On 7/Jul/20 21:58, Eric Kuhnke wrote:
Watching the growth of terrestrial fiber (and PTP microwave) networks going inland from the west and east African coasts has been interesting. There's a big old C-band earth station on the hill above Freetown, Sierra Leone that was previously the capital's only link to the outside world. Obsoleted for some years now thanks to the submarine cable and landing station. I imagine they might keep things live as a backup path with a small C-band transponder MHz commit and SCPC modems linked to an earth station somewhere in Europe, but not with very much capacity or monthly cost.
The landing station in Mogadishu had a similar effect.

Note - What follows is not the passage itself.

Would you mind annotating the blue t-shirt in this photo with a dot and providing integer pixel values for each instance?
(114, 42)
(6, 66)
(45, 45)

The early years of submarine fibre in Africa always had satellite as a backup. In fact, many satellite companies that served Africa with Internet prior to submarine fibre were banking on subsea and terrestrial failures to remain relevant. It worked between 2009 - 2013, when terrestrial builds and operation had plenty of teething problems. Those companies have since either disappeared or moved their services over to fibre as well. In that time, it has simply become impossible to have any backup capacity on satellite anymore. There is too much active fibre bandwidth being carried around and out of/into Africa for any satellite system to make sense. Rather, diversifying terrestrial and submarine capacity is the answer, and that is growing quite well. Plenty of new cable systems that are launching this year, next year and the next 3 years. At the moment, one would say there is sufficient submarine capacity to keep the continent going in case of a major subsea cut (like we saw in January when both the WACS and SAT-3 cables got cut at the same time, and were out for over a month). Satellite earth stations are not irrelevant, however. They still do get used to provide satellite-based TV services, and can also be used for media houses who need to hook up to their network to broadcast video when reporting in the region (even though uploading a raw file back home over the Internet is where the tech. has now gone). Mark.